Muharrem Ince, 59 ans, est l’un des quatre candidats en lice pour l’élection présidentielle turque qui se tient le 14 mai. La candidature de ce personnage, bien connu en Turquie, est toutefois vue d’un mauvais œil par l’opposition, qui craint de voir ses voix grignotées par ce dernier. Par France 24 du 5 mai 2023.
Vétéran de la politique, le verbe fort, énergique, connu pour avoir été l’agitateur du parlement turc, Muharrem Ince (prononcer « inedjé »), 59 ans, était réputé pour sa capacité à galvaniser les foules. Mais malgré l’investiture du Parti républicain du peuple (CHP, social-démocrate), le principal parti d’opposition en Turquie, il avait échoué à détrôner le président Recep Tayyip Erdogan lors de la présidentielle de 2018. Le réïs avait alors été réélu dès le premier tour du scrutin avec un peu plus de 52 % des voix, tandis que Muharrem Ince finissait deuxième, avec près de 30 % des suffrages récoltés.
Revanchard, l’ancien professeur de physique-chimie est de retour cinq ans plus tard pour le nouveau scrutin présidentiel du 14 mai, pour lequel le président Erdogan brigue un troisième mandat consécutif. Mais cette fois-ci, sa candidature est perçue comme une véritable épine dans le pied de l’opposition, selon des experts de la politique turque contactés par France 24.
« Obstacle pour le CHP et Kilicdaroglu »
L’opposition, qui s’est unie sous la houlette de Kemal Kilicdaroglu, voit d’un mauvais œil la candidature de Muharrem Ince car elle risque de mettre en péril une possible victoire contre le président Erdogan dès le premier tour.
« Si Ince obtient de bons résultats dans les sondages, autour de 4 % ou plus, (…) il pourrait empêcher Kilicdaroglu de remporter une victoire dès le premier tour le 14 mai, et forcer un second tour », indique Soner Cagaptay, directeur du programme de recherche turc au sein du Washington Institute. Selon lui, « l’intérêt d’Erdogan est de voir Ince s’élever ».
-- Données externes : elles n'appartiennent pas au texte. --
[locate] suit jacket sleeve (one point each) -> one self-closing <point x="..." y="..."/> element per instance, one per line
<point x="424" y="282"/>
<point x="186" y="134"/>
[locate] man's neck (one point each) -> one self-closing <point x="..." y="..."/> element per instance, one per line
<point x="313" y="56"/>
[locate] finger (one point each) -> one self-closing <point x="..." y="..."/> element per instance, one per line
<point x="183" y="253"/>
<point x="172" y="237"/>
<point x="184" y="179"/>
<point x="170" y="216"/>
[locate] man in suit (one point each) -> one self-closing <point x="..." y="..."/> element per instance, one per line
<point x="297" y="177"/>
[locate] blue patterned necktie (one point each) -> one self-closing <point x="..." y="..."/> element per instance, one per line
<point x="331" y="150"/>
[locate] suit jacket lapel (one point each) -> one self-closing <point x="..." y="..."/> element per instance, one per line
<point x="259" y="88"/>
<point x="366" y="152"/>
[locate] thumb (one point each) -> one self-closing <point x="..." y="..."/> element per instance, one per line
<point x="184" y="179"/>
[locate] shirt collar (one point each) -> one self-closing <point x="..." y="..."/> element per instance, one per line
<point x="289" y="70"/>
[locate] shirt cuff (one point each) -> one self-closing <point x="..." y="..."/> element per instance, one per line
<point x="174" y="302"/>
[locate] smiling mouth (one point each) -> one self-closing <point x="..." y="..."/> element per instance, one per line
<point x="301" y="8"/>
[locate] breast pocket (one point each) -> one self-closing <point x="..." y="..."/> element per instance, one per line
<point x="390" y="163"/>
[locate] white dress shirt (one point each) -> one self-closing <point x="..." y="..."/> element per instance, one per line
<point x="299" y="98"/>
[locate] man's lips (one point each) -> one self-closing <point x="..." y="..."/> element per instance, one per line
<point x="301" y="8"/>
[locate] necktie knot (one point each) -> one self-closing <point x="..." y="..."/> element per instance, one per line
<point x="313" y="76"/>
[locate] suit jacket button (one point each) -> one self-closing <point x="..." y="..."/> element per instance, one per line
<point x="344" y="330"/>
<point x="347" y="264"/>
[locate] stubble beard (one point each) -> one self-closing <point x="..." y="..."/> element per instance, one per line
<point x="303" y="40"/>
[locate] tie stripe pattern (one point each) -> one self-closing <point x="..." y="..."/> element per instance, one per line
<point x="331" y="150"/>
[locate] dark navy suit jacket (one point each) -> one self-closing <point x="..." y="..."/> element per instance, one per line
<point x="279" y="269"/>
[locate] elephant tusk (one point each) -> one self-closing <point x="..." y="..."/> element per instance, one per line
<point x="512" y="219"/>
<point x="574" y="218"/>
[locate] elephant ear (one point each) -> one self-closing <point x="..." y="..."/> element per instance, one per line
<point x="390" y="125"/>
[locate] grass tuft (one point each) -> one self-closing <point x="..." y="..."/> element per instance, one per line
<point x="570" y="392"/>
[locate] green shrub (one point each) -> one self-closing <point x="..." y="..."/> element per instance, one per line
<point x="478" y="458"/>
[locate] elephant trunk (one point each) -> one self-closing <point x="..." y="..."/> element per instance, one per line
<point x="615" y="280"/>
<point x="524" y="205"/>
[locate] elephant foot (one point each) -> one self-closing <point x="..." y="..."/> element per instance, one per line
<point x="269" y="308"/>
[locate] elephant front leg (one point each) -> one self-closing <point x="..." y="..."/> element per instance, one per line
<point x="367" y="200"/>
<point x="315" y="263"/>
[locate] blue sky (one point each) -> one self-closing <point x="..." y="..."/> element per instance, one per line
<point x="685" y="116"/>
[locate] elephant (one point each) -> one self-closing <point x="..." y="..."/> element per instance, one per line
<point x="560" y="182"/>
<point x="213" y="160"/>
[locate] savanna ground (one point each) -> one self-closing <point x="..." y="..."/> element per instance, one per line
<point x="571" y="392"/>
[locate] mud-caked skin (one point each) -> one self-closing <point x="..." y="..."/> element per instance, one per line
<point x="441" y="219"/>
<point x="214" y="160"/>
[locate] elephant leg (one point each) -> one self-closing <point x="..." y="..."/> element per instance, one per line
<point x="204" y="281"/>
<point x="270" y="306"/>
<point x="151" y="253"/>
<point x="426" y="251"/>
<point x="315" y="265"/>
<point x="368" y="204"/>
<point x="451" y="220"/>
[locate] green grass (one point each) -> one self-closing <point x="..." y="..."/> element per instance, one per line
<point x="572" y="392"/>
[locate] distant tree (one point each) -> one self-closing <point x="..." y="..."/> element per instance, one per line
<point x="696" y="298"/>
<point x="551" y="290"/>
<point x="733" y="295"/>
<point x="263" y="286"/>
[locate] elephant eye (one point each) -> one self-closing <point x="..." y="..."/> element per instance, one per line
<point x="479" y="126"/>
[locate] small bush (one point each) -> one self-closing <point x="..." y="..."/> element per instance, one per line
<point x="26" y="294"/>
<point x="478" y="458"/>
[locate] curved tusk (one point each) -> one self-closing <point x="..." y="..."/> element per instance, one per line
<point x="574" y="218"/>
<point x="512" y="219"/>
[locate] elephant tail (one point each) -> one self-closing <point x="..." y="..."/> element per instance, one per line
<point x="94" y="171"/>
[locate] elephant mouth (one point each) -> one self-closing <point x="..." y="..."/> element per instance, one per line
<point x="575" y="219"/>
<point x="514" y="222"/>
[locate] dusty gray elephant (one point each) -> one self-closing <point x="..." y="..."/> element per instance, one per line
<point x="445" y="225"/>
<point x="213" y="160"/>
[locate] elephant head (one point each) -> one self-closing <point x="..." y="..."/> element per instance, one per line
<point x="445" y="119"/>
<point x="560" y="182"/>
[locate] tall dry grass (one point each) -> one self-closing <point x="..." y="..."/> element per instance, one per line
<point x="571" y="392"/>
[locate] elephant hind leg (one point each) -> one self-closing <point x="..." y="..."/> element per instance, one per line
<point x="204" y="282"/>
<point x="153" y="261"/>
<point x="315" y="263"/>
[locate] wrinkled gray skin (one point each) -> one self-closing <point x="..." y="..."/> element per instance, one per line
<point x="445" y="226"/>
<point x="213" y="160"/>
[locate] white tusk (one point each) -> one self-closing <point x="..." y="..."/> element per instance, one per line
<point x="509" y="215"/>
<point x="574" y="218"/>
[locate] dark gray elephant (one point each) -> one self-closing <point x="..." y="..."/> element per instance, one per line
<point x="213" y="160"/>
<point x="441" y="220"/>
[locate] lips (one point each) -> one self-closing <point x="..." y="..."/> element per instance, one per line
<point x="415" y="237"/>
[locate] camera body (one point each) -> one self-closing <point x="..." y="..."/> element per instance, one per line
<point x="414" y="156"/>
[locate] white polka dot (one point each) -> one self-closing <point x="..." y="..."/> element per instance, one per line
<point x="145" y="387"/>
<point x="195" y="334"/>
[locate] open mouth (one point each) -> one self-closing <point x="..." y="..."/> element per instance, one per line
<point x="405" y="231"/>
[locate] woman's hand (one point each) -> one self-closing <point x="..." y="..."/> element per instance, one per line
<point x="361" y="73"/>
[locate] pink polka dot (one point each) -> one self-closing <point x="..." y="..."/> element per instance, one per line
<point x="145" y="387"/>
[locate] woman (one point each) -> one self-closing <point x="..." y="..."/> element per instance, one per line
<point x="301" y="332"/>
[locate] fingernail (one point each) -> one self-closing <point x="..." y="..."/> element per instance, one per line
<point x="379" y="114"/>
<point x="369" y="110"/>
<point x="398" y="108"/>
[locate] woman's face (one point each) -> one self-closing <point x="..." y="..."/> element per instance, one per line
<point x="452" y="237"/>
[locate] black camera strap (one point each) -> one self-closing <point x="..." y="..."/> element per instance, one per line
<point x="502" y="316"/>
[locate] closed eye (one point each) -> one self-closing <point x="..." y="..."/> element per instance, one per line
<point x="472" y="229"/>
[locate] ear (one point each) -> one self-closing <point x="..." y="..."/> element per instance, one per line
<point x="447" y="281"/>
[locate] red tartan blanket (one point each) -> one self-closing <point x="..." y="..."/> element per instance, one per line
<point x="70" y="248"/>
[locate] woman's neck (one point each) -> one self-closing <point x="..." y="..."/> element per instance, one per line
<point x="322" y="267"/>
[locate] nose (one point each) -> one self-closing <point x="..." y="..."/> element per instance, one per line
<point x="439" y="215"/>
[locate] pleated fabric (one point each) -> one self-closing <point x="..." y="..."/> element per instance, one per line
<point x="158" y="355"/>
Un véritable défi pour Kemal Kilicdaroglu, ancien haut fonctionnaire de 74 ans soutenu par les six principaux partis d’opposition, dont le sien : le CHP. Ce vétéran de la vie politique turque peut également compter sur le soutien du parti prokurde HDP (Parti démocratique des peuples) – troisième force politique du pays– qui a appelé à voter pour lui le 28 avril dernier.
Soner Cagaptay rappelle également que Kemal Kilicdaroglu et Muharrem Ince s’étaient rencontrés après que ce dernier a annoncé sa candidature, à la tête de sa propre formation, le Parti de la patrie (Memleket partisi), qu’il a fondé en 2021. Mais les deux rivaux ne sont pas parvenus à un accord.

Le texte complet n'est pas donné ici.